AMD: Speculation, Rumors, and Discussion (Archive)

Status
Not open for further replies.
As interesting as watching slow motion crash test videos!
That's a possibility, but I wanted to be open to other interpretations.

I saw those numbers elsewhere, but I think they're for mobile versions. They can't possibly have decided to value power efficiency that much over absolute performance.

I suppose there's the fully-enabled X variant not in the rumor.
At the very least, what rumored TDP would one get if Hawaii were put on a 2x more efficient process and its memory bus cut in half?
Perhaps power isn't the only thing being economized in that scenario?
From an IP standpoint it would look like Tonga scaled to Hawaii's general unit dimensions, save perhaps the width of the bus.

It seems like we have at least one example of a modestly evolved architecture making the jump from 28nm to 14nm and finding room for a MHz.
Perhaps Polaris will be ~1 GHz in base clock terms? Although even then, it's not the improvement seen by Pascal in terms of base clock even with the 290X's early-on clock inconsistencies as a baseline.

Just what are those little GCN pipe stages doing, I wonder?
Is it safe to assume the F04 for the architecture is notably higher for that architecture? What would you have to do or not do when given maybe not amazing metal scaling even from 28nm to 20nm and the generally unambiguous massive improvement in leakage and performance of FinFET in this range, and not budge the clock needle?

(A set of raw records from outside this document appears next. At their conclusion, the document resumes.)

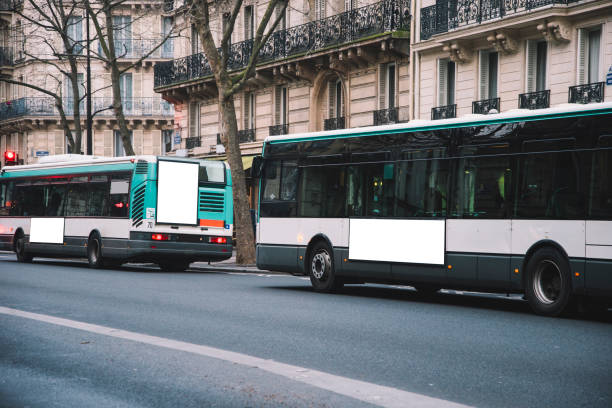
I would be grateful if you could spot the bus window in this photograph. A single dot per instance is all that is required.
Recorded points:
(422, 184)
(483, 177)
(550, 183)
(322, 192)
(600, 190)
(119, 195)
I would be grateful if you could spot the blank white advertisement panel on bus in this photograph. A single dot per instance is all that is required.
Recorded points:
(409, 241)
(177, 192)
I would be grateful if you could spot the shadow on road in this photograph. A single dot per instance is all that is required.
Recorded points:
(482, 301)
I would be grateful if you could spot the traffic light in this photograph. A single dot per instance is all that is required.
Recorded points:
(10, 158)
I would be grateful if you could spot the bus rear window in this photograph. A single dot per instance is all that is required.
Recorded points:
(212, 172)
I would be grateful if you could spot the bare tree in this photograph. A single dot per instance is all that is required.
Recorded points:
(228, 84)
(101, 13)
(50, 27)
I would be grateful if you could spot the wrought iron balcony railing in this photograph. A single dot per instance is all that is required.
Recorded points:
(192, 142)
(385, 116)
(378, 18)
(485, 106)
(587, 93)
(444, 112)
(246, 135)
(45, 106)
(277, 130)
(334, 123)
(535, 100)
(131, 48)
(6, 57)
(448, 15)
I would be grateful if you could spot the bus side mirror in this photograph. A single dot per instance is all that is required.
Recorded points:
(257, 167)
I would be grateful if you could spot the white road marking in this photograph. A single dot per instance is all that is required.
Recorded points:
(364, 391)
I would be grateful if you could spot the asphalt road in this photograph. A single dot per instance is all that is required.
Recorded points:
(477, 350)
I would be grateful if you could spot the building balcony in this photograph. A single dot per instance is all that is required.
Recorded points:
(101, 107)
(444, 112)
(486, 106)
(277, 130)
(137, 48)
(192, 142)
(535, 100)
(246, 135)
(303, 41)
(334, 123)
(587, 93)
(448, 15)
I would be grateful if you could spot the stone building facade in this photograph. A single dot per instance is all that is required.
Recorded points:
(29, 123)
(475, 56)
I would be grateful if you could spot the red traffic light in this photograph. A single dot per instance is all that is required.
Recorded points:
(10, 156)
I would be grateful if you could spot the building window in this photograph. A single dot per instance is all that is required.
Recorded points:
(589, 40)
(319, 9)
(488, 74)
(281, 106)
(119, 150)
(167, 141)
(446, 82)
(122, 35)
(386, 91)
(74, 30)
(248, 110)
(536, 65)
(249, 23)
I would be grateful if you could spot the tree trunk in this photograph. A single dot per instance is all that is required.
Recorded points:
(245, 239)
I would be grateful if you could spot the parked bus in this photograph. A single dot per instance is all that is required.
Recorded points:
(517, 202)
(169, 211)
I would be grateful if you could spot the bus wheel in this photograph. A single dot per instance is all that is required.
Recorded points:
(173, 266)
(549, 286)
(322, 275)
(22, 255)
(94, 252)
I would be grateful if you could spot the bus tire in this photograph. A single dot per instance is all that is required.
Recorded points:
(94, 252)
(321, 269)
(173, 266)
(20, 250)
(549, 286)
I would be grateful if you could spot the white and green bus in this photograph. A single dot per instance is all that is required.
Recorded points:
(169, 211)
(517, 202)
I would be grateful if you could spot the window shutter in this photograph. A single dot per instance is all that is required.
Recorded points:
(532, 47)
(381, 86)
(484, 74)
(582, 56)
(442, 82)
(332, 99)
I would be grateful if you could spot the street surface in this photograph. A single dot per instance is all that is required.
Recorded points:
(137, 337)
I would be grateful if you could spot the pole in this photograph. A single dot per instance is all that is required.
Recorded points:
(89, 117)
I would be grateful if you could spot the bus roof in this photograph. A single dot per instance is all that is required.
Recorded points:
(515, 115)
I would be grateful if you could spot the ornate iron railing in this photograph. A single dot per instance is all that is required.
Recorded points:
(334, 123)
(378, 18)
(45, 106)
(535, 100)
(246, 135)
(279, 130)
(137, 48)
(447, 15)
(192, 142)
(385, 116)
(587, 93)
(444, 112)
(485, 106)
(6, 57)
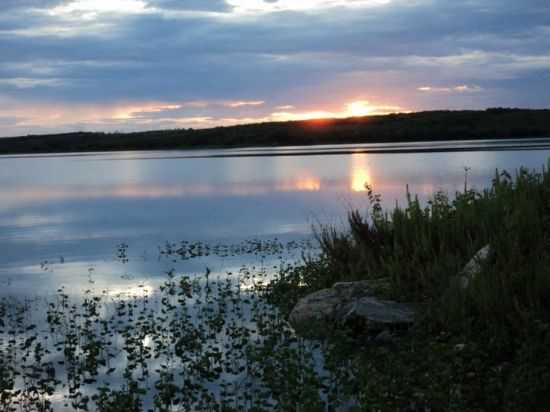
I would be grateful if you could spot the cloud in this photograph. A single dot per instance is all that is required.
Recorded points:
(464, 88)
(218, 59)
(241, 103)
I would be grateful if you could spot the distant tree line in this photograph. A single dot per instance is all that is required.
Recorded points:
(492, 123)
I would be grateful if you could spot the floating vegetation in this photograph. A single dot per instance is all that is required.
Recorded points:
(194, 344)
(186, 250)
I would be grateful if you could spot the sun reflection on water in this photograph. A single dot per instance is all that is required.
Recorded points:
(360, 175)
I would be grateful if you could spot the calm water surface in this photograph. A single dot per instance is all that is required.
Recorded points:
(62, 216)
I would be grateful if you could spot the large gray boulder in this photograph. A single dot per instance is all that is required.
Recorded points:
(349, 303)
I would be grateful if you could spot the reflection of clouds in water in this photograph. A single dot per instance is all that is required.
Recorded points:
(359, 172)
(81, 207)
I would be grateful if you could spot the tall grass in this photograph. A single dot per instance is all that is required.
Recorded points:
(480, 347)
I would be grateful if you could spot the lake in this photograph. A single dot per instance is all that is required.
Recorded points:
(100, 218)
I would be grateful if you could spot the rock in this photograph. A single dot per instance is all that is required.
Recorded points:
(473, 267)
(384, 337)
(349, 303)
(378, 313)
(316, 307)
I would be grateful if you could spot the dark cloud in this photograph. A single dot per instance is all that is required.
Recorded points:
(197, 5)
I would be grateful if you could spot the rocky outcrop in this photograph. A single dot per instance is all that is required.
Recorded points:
(473, 267)
(349, 303)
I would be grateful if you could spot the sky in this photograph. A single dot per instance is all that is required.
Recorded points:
(127, 65)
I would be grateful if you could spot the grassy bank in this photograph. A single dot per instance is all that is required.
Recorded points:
(484, 347)
(223, 343)
(402, 127)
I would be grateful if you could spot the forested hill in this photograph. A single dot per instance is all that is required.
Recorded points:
(434, 125)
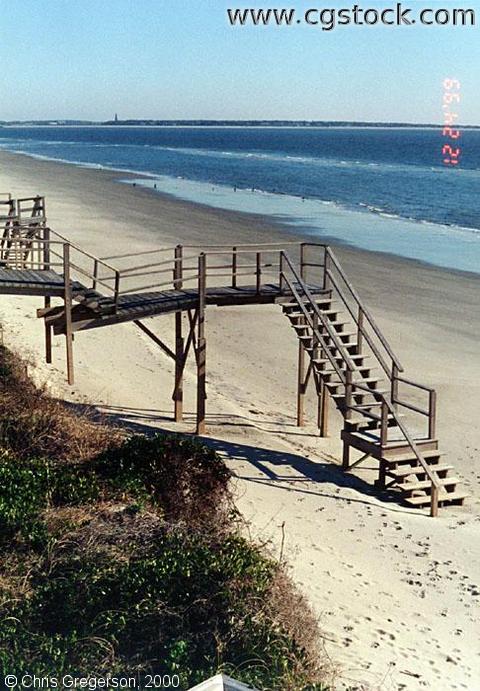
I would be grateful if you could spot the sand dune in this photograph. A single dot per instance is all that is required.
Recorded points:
(397, 593)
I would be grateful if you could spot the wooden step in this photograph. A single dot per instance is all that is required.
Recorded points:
(396, 448)
(409, 456)
(426, 484)
(403, 472)
(289, 306)
(340, 360)
(295, 314)
(443, 498)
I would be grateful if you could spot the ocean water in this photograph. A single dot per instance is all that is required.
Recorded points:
(381, 189)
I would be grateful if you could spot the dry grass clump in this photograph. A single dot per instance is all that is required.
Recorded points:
(124, 555)
(34, 425)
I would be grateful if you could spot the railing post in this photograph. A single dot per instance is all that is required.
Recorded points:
(201, 344)
(301, 385)
(47, 301)
(46, 249)
(281, 279)
(434, 501)
(326, 269)
(116, 290)
(348, 393)
(347, 415)
(258, 273)
(179, 342)
(68, 311)
(234, 267)
(360, 330)
(432, 414)
(95, 274)
(303, 269)
(394, 385)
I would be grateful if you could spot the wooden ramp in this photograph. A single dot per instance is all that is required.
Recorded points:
(387, 417)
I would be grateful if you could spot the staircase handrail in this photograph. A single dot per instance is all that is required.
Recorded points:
(364, 310)
(431, 474)
(325, 322)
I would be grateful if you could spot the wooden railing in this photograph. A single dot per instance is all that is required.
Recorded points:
(307, 305)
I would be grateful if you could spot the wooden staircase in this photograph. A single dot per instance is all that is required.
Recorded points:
(351, 362)
(349, 358)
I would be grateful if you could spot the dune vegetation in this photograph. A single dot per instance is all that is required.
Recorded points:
(125, 554)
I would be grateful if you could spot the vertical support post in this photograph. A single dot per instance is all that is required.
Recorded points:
(201, 344)
(47, 301)
(384, 425)
(234, 267)
(68, 312)
(326, 268)
(179, 342)
(360, 330)
(382, 475)
(394, 389)
(432, 414)
(434, 502)
(116, 290)
(323, 410)
(258, 273)
(301, 386)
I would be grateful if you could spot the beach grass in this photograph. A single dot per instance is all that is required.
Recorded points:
(125, 555)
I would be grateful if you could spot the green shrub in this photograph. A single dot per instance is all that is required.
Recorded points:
(27, 488)
(188, 605)
(187, 479)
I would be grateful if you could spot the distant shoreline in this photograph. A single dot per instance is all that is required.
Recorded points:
(253, 124)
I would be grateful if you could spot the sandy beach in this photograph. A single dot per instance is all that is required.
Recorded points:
(397, 593)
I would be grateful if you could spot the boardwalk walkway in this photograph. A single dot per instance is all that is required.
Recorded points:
(341, 350)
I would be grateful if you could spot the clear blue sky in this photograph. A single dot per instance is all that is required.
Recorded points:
(88, 59)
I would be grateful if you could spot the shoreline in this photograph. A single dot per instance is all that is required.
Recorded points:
(393, 589)
(268, 222)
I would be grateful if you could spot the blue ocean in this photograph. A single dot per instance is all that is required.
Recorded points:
(383, 189)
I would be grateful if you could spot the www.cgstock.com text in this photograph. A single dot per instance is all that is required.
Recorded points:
(328, 18)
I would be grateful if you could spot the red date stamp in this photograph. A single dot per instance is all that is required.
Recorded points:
(451, 151)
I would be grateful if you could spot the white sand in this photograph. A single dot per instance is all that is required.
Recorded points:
(397, 593)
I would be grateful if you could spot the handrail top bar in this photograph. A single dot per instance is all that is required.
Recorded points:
(410, 382)
(232, 246)
(75, 247)
(432, 476)
(139, 254)
(365, 310)
(331, 331)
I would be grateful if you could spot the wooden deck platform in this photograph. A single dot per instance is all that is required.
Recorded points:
(34, 282)
(98, 311)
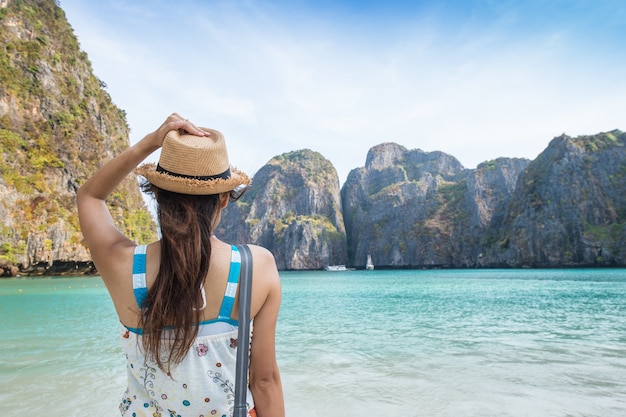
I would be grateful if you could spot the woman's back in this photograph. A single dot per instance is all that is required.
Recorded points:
(202, 384)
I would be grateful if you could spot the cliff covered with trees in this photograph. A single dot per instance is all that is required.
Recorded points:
(57, 126)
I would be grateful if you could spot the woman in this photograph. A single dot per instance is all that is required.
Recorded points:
(176, 297)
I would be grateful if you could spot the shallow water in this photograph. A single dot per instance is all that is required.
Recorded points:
(417, 343)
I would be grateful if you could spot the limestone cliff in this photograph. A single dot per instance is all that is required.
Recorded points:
(57, 125)
(292, 208)
(417, 209)
(569, 207)
(410, 208)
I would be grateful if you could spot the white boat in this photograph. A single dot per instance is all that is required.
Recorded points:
(335, 268)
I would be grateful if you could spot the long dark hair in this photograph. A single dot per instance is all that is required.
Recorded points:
(172, 309)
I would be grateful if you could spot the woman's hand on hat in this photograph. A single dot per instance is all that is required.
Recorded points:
(176, 122)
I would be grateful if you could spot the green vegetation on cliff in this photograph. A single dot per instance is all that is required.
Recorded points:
(57, 125)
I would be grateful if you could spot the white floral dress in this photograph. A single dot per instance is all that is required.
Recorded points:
(203, 384)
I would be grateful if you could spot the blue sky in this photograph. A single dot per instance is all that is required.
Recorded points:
(478, 79)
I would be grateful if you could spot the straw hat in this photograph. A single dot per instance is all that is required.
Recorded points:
(194, 165)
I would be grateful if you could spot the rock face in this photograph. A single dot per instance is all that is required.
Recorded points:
(292, 208)
(409, 208)
(57, 125)
(416, 209)
(569, 207)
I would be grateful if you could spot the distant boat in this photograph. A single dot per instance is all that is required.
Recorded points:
(337, 268)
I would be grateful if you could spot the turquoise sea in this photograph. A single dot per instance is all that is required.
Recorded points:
(358, 343)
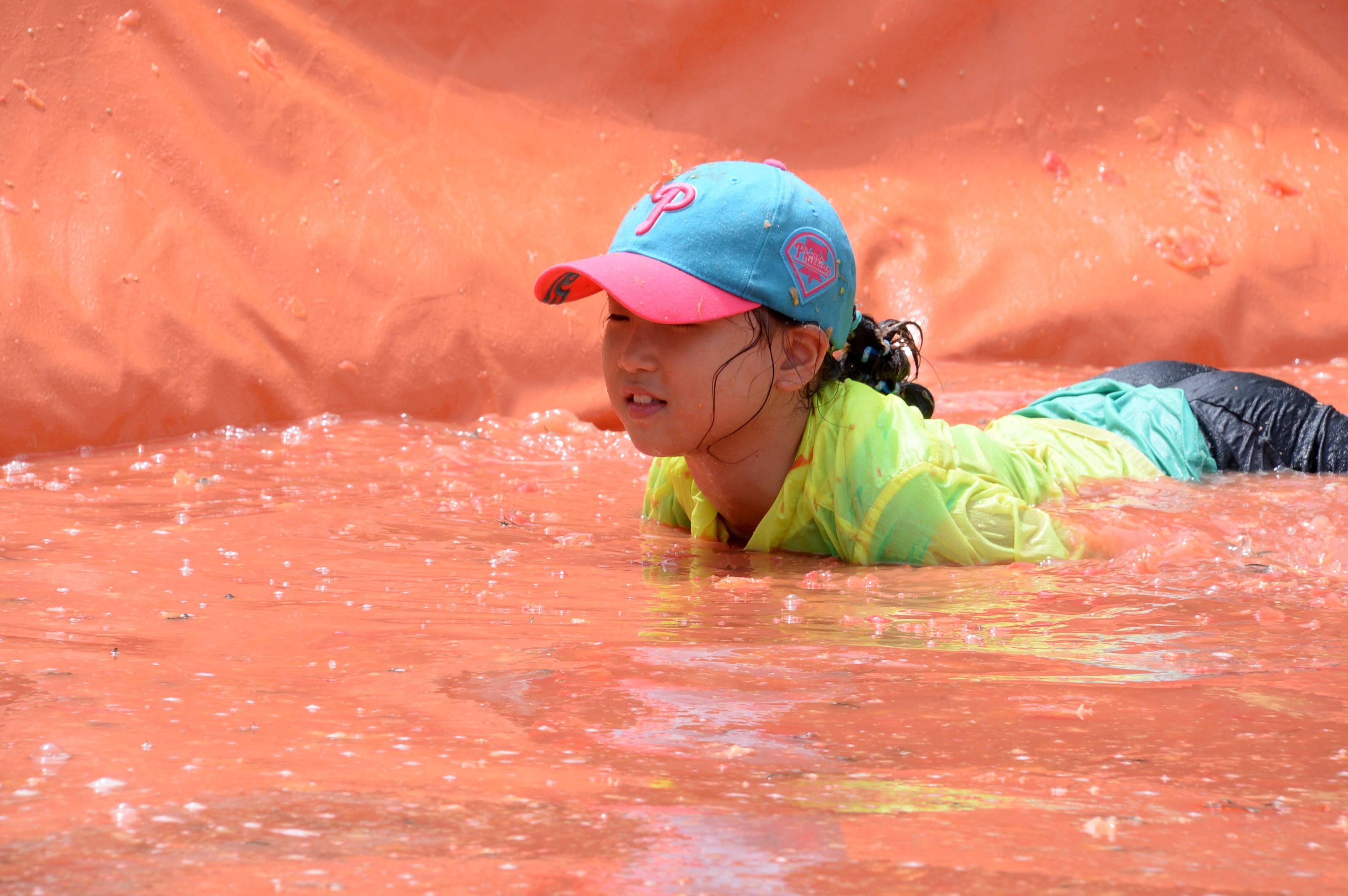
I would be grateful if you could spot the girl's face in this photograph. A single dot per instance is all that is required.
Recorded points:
(662, 379)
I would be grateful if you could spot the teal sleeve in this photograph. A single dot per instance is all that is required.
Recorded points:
(1157, 422)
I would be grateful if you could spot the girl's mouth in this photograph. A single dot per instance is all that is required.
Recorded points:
(644, 406)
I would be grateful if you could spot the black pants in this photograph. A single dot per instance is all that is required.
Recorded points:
(1252, 422)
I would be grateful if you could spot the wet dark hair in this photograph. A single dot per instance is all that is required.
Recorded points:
(885, 355)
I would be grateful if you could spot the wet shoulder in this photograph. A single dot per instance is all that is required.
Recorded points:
(861, 436)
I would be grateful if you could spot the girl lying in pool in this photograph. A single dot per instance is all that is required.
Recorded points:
(782, 419)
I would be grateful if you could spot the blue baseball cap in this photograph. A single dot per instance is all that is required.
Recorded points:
(718, 240)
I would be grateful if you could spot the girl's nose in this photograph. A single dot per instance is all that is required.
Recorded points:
(638, 354)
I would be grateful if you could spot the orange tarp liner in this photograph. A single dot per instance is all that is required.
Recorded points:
(261, 211)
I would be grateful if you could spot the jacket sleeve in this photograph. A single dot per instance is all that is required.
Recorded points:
(932, 515)
(662, 500)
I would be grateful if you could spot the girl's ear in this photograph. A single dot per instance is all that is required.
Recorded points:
(804, 349)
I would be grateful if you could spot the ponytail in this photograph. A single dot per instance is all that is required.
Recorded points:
(886, 356)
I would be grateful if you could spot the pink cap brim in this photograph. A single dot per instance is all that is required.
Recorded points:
(646, 288)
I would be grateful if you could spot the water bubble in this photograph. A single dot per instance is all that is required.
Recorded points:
(51, 758)
(106, 786)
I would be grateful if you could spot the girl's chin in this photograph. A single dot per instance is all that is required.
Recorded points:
(653, 444)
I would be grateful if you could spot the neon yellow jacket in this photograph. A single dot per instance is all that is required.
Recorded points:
(875, 483)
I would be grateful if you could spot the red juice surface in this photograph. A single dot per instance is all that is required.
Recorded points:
(390, 655)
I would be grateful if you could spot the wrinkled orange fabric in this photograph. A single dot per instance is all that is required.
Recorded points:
(266, 209)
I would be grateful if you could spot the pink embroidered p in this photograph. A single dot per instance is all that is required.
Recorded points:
(672, 197)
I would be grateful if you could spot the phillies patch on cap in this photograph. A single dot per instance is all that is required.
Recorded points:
(723, 239)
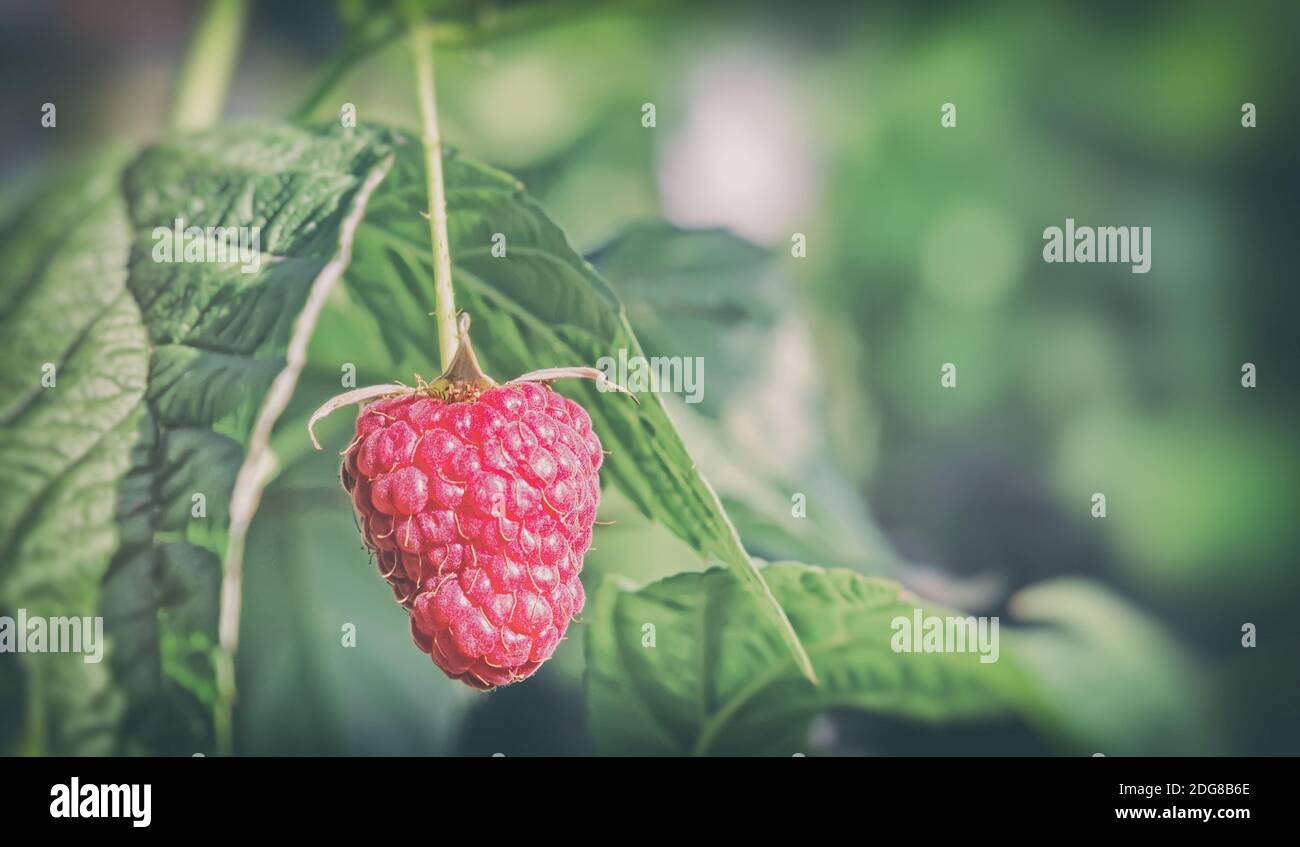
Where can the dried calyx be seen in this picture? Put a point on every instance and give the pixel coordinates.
(462, 382)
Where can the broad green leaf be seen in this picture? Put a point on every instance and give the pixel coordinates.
(680, 667)
(160, 369)
(711, 294)
(540, 305)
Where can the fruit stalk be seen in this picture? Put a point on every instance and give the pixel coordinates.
(445, 302)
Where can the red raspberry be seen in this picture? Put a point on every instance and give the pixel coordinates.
(480, 512)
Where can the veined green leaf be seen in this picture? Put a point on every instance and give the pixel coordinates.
(680, 667)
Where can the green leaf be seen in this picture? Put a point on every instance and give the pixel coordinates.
(1114, 681)
(160, 369)
(697, 292)
(713, 682)
(541, 305)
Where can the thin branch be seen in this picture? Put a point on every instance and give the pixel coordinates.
(260, 461)
(200, 91)
(445, 302)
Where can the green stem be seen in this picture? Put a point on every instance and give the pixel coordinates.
(445, 302)
(209, 64)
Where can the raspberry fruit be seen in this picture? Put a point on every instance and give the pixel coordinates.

On the other hand, AMD has claimed over and again that Polaris' scope is power efficiency. Vega may be optimized for higher clocks, whereas Polaris was made for keeping that power consumption as low as possible (and easier transition to laptops).

Polaris is also meant to lower the price floor of affordable VR, or at least one of SKUs needs to match the 290X. That doesn't entirely align with the power efficiency goal, particularly if there's a "you need to spend a few Watts in a few non-ideal cases instead of throttling because people will vomit" condition. ALU-wise, Polaris 10 seems to be dropping right at the lower bound of acceptable VR AMD has introduced. With half-width bus and the allegedly similar (peak) clocks, how it consistently meets or exceeds a 290X so that we don't see a lower but nauseatingly uneven floor for affordable VR will be interesting. There are interesting architectural possibilities, but I can think of several PR games that could be played with the numbers so far.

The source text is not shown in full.